Tuesday, July 12, 2016

Pokemon Go Safety

Pokemon Go has brought millions of people out from their living rooms and into the great outdoors in the past week. I haven’t seen a social force as strong as this game in a long time. The number of bikers, dog walkers, pedestrians has increased dramatically and I think there are some safety points to put out there.

As a fellow player, I’m happy to see people walking in parks, getting together with friends to play. As a police officer, I see a concerning trend that permeates all players to some degree: a lack of situational awareness.
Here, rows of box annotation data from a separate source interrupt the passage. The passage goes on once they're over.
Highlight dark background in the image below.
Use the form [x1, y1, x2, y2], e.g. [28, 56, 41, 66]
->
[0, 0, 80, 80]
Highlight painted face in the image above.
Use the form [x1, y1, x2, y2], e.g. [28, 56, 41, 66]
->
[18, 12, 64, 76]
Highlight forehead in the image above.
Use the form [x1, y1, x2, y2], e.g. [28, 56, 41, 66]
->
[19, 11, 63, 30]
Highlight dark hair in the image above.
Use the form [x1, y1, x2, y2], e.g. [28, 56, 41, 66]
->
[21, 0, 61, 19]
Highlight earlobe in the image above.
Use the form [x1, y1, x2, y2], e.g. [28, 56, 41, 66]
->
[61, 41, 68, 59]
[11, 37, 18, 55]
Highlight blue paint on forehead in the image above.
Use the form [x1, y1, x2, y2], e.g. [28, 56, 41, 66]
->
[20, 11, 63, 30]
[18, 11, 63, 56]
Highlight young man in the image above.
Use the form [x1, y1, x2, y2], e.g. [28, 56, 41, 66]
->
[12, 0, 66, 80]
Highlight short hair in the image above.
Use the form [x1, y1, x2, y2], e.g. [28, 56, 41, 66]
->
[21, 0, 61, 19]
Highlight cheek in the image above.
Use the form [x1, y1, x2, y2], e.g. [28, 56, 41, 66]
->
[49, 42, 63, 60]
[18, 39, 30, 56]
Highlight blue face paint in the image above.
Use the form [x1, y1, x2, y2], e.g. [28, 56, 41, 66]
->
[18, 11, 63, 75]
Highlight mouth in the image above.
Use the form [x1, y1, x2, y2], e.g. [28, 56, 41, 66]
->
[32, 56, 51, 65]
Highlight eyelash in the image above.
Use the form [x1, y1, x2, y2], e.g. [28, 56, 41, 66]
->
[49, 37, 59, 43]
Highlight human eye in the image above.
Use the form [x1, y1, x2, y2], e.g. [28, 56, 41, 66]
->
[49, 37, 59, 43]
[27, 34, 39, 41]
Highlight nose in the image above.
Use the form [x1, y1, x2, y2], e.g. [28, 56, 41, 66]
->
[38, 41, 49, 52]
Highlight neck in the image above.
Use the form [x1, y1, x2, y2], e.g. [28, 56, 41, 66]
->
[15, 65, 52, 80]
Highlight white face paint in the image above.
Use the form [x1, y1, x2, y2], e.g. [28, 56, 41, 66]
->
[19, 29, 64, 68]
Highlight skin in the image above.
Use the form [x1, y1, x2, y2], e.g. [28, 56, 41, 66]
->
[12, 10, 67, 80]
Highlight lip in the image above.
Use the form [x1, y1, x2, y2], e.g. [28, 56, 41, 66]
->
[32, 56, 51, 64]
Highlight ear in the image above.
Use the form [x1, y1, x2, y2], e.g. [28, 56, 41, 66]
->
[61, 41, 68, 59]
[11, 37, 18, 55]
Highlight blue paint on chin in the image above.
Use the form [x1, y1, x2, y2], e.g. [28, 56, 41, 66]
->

By now, you’ve probably read articles about how PG players were targeted by robbers in St. Louis and the number of drivers stopping in roadways or involved in accidents while trying to catch a pokemon. It’s so easy to say, “Oh, but I don’t play when I’m driving” or “I pay attention to where I’m walking.” That’s great, and I believe that a large portion of players are doing so safely.

So tips for continued safe playing:

Look up!

Easy enough. Even when you’re walking in a park, don’t stare at your phone. Aside from looking like a total zombie, you aren’t aware of your surroundings. I’m not saying you’ll miss the potential mugger in an alley, but you don’t want to step off the path and roll your ankle.

This is probably the biggest concern for players (and non players). I’ve seen people walk into parked cars, into roadways, and pretty much anywhere you really don’t want to be. Don’t get hit by a car. Or trip and fall down a hill. I’m not looking forward to working on any vehicle-pedestrian collisions.

Don’t play while driving.

Kinda like texting, you don’t need that distraction no matter how good of a driver you are. Also consider the fact that if you are in a car collision and it’s discovered that you were playing on your phone, you may face criminal and civil lawsuits and penalties.

Also, don’t be the jerk that’s driving 10mph up the street trying to get steps or hit up a Pokestop. You are impeding traffic for everyone else who is trying to get to work or pick up kids.

Pace yourself.

The whole point is to get out and go, but don’t overdo it. If you’ve been pretty sedentary up until now, you’ll find that it’s not hard to walk miles and miles but a few days of doing this will take its toll. Your feet will ache, especially if you’re not wearing good shoes, and so will your ankles and knees. Work yourself up to walking 10km, or take frequent breaks. No point giving yourself any plantar or joint issues.


I hadn’t thought about this until I watched someone fall over in a park from dehydration. I’m not sure where you are, but here it’s upper nineties and sunny every day. If you’re sensitive to heat, not used to outdoor activity, or just not drinking enough water, you may find yourself experiencing some medical complications. Drink water before and after each walk, and bring a water bottle too. The rule is: if you start to feel thirsty, you’re already dehydrated.

Some signs of dehydration:
  • Headache
  • Dry mouth
  • Not sweating – this one is important. It’s hot out, you’re moving, but you’re not sweating or you’re only clammy? Drink water!
  • Dizziness
  • Exhaustion or sleepiness
Also, be aware of heat stroke which has similar symptoms.

If you begin to feel any of these symptoms, make sure you find shade or shelter and drink water. Gatorade/Powerade are also good, but avoid sodas and juices.

Safety in numbers.

I’ve seen a lot of Facebook groups where people set meet up times at local parks and anyone with free time can join. If you don’t have any available friends to walk with, go find some kindred spirits to meet. Watch out for each other, make friends, and share your awesome catches.

Be wary of going out alone, especially at night. While you’re buried in the glow of your phone, anyone who wants to get a jump on you knows exactly where you are. Even bringing your Chihuahua on the walk is better than hoofing it alone.

Pick your hunting grounds wisely. 

Be considerate and smart when choosing which Pokestops tovisit, or which buildings to hunt near. While many business and organizations have shown public support for PG players, others see the hordes of people as an obstruction to business or school. If you’re asked to leave, leave. Don’t give them a reason to dislike players even more by arguing or loitering.

Law enforcement reaction.

Obviously law enforcement all over the nation are aware of the game. Some love it and play (like me!) and others see it as a nuisance and increase in potential crime. Either way, be courteous. Don’t go hanging around inside or outside police stations, around patrol vehicles, etc. unless you’re invited. There’s already enough concern over officer safety, you don’t want to put yourself in a bad situation for misunderstanding.

There’s been an increase in calls for suspicious person and vehicles and a lot of it is PG players hitting up Pokestops at night, or wandering into a nearby schoolyard while chasing a Pikachu. If an officer comes to check on you, don’t take it personally. We’re just doing our job.

That being said, lots of officers play on and off duty. You might find that the officer coming to see why you’re crawling through bushes in the dark will pull out their phone when you tell them there’s a Snorlax in the area!

Play safe, and if you see me out and about, feel free to say hello!